The benchmarks use five distinct algorithms (p₁ to p₅) described (Figures 7, 8). Each pipeline is assembled from one or several of the following partial event handlers:

• select_rectangle only propagates events within a centered 100 × 100 pixels window.

• split only propagates events representing a luminance increase.

• mask_isolated only propagates event with spatio-temporal neighbors.

• compute_flow calculates the optical flow.

• compute_activity calculate the pixel-wise activity. The activity decays exponentially over time, and increases with each event.

FIGURE 7

Figure 7. We implement the same partial event handlers in each framework in order to compare them. We consider five pipelines and three event streams. The total time it takes to handle every event from the input stream is measured 100 times for each condition. We attribute the better performance of tarsier to static polymorphism, which yields a program with fewer memory operations.

FIGURE 8

Figure 8. Low-latency is an important feature of event-based cameras, and therefore event-based frameworks. We measure the time elapsed between the moment a buffer is available and the moment associated output events are produced by the pipeline. Events that are not propagated by the pipeline (for example, removed noise) are not taken into account. For each condition, latency is measured for each output event over 10 runs of the whole stream. We attribute the better performance of tarsier to depth-first traversal. kAER under-performs in this benchmark since it constrains buffers duration, unlike the camera model assumed in the benchmarks: the resulting buffer reorganization increases delays. This benchmark's relative variations are larger than the duration benchmark's variations. The same time measurement functions are used, however durations are order of magnitude larger than latencies.

We use three event streams, listed in Table 2 and available in the benchmarks' repository. These streams contain polarity events recorded by an ATIS, in both controlled and natural environments. The duration experiment is run one hundred times for each combination {stream, pipeline, framework}, and the delay experiment ten times. Each delay task generates many samples, whereas each duration task yields a single value. All 6,600 tasks are shuffled, to avoid possible biases, and run sequentially on a computer running Ubuntu 16.04 LTS with an Intel Core i7-6700 CPU @ 3.40GHz CPU and a 16 GB Hynix/Hyundai DDR4 RAM @ 2.4 GHz. The code is compiled with GCC 5.5, C++11 and the -O3 optimization level.

TABLE 2

Table 2. We use three event streams recorded by an ATIS to perform benchmarks.

5.1. Duration

The duration benchmark results are illustrated in Figure 7. The approach presented in this paper yields the smallest duration on all the pipelines and event streams considered. This improvement over state-of-the-art frameworks can notably be attributed to a reduced number of memory reads and writes, thanks to the template event types.

Event-driven YARP yields longer durations than the other frameworks.
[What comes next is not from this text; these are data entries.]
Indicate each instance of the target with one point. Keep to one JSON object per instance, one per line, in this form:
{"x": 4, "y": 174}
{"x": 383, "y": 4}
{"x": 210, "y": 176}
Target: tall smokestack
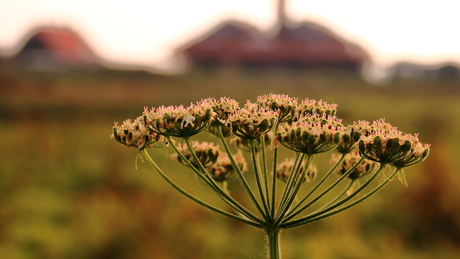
{"x": 281, "y": 13}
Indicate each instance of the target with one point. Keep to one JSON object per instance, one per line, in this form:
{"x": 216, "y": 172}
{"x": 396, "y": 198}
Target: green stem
{"x": 240, "y": 175}
{"x": 321, "y": 213}
{"x": 265, "y": 174}
{"x": 273, "y": 238}
{"x": 188, "y": 195}
{"x": 296, "y": 210}
{"x": 258, "y": 176}
{"x": 290, "y": 182}
{"x": 339, "y": 195}
{"x": 293, "y": 193}
{"x": 214, "y": 186}
{"x": 274, "y": 183}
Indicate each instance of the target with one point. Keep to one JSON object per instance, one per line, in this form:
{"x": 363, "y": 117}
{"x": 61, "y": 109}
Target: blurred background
{"x": 69, "y": 69}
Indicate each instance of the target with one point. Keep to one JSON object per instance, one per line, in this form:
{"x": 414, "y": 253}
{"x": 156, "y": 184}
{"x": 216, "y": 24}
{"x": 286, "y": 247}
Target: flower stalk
{"x": 279, "y": 193}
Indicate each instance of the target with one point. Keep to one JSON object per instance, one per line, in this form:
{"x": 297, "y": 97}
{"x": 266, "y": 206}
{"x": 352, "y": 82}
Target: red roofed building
{"x": 56, "y": 49}
{"x": 305, "y": 45}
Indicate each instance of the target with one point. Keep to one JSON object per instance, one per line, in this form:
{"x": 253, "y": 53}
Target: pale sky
{"x": 146, "y": 32}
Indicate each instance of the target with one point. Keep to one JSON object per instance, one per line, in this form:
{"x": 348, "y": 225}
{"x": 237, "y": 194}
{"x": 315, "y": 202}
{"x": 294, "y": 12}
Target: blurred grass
{"x": 68, "y": 191}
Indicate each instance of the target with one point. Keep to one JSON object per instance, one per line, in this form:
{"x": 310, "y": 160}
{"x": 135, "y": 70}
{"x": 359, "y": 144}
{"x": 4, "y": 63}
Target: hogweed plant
{"x": 247, "y": 147}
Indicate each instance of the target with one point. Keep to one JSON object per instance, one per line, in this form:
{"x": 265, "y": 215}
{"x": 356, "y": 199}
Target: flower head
{"x": 365, "y": 167}
{"x": 244, "y": 143}
{"x": 284, "y": 169}
{"x": 135, "y": 134}
{"x": 251, "y": 122}
{"x": 216, "y": 162}
{"x": 179, "y": 121}
{"x": 311, "y": 134}
{"x": 206, "y": 152}
{"x": 347, "y": 144}
{"x": 223, "y": 168}
{"x": 310, "y": 106}
{"x": 418, "y": 152}
{"x": 383, "y": 143}
{"x": 284, "y": 104}
{"x": 222, "y": 108}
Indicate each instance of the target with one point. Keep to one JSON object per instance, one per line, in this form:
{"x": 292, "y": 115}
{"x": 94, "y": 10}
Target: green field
{"x": 69, "y": 191}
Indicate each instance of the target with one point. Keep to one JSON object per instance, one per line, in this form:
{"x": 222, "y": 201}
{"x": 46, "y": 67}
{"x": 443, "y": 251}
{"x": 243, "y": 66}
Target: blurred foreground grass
{"x": 68, "y": 191}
The difference is most likely related to the use of IP packets to communicate between filters. The alternative implementation event-driven YARP vQueue is substantially worse with respect to the considered benchmarks. We attribute the performance loss to the non-contiguous memory allocation of events in vQueues. The other frameworks use either multiple hard-coded event types (cAER, kAER, event-driven YARP), or template event types (tarsier) to leverage contiguous memory.
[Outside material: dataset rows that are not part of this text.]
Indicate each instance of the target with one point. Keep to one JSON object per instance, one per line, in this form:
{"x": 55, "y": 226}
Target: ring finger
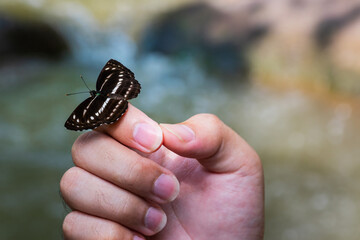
{"x": 105, "y": 200}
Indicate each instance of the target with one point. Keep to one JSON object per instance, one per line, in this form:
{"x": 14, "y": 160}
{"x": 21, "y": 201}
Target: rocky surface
{"x": 21, "y": 39}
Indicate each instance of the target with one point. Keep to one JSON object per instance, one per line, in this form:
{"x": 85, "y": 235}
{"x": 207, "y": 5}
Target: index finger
{"x": 135, "y": 130}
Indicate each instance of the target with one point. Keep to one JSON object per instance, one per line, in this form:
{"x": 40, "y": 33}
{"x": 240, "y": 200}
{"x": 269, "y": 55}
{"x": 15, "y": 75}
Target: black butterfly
{"x": 115, "y": 85}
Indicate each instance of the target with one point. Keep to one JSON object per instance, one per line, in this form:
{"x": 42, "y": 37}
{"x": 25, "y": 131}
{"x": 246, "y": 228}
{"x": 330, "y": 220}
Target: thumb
{"x": 216, "y": 146}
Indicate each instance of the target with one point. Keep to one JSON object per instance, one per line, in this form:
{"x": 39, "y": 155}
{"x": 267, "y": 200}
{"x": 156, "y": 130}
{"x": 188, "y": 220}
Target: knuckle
{"x": 136, "y": 169}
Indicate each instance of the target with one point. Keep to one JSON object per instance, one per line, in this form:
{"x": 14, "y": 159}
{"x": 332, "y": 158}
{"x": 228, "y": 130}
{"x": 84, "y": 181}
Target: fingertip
{"x": 136, "y": 130}
{"x": 147, "y": 137}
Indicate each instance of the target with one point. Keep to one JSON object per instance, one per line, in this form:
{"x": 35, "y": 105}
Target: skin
{"x": 131, "y": 178}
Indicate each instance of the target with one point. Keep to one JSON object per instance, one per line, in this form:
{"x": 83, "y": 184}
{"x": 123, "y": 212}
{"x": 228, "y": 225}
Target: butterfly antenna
{"x": 85, "y": 82}
{"x": 69, "y": 94}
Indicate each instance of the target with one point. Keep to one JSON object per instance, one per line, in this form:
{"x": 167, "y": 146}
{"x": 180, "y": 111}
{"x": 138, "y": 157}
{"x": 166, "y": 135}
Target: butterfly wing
{"x": 117, "y": 80}
{"x": 95, "y": 111}
{"x": 115, "y": 85}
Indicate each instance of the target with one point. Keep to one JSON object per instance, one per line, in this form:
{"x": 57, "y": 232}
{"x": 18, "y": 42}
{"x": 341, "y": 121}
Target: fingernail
{"x": 148, "y": 136}
{"x": 166, "y": 187}
{"x": 155, "y": 219}
{"x": 138, "y": 238}
{"x": 181, "y": 131}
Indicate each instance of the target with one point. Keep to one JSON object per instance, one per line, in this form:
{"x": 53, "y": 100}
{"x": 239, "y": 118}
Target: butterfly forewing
{"x": 112, "y": 67}
{"x": 115, "y": 85}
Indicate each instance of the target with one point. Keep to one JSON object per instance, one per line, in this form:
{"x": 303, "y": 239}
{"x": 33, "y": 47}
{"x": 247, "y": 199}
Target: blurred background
{"x": 285, "y": 74}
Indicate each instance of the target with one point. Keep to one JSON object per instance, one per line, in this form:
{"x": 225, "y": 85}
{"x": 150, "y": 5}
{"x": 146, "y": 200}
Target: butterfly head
{"x": 94, "y": 93}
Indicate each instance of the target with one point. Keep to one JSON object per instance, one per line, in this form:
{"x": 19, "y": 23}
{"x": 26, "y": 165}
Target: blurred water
{"x": 309, "y": 146}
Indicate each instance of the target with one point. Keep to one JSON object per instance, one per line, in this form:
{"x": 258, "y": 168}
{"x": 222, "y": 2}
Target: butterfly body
{"x": 115, "y": 85}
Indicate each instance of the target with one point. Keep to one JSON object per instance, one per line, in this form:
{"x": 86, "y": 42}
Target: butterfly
{"x": 115, "y": 85}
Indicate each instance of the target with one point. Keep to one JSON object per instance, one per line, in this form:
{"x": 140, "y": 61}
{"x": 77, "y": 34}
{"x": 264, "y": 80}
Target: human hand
{"x": 121, "y": 189}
The pipeline p₃ contains more operations than p₂. Yet, the p₃ tarsier implementations has a smaller duration than p₂ (the effect is most visible with the street stream). The compute_activity event handler does not utilize the visual speed calculated by compute_flow, only the flow events' timestamp and position. Therefore, the flow computation can be skipped without changing the algorithm outcome. In the case of frameworks with modules assembled at run-time, the compiler cannot make this simplifying assumption. We believe this behavior can improve the performance of complex pipelines, where finding redundant or unused calculations manually can prove difficult.

5.2. Latency

The latency benchmark results are illustrated (Figure 8). Wall clock time is measured with microsecond precision for each input packet and each output event. Latency samples are calculated by subtracting the wall clock time of output events and that of their input packet. In some cases, the latency is zero, meaning that the actual elapsed wall clock time is smaller than the measurements' precision. To allow representation on a log-scale, we round up null latency samples to 0.5 μs.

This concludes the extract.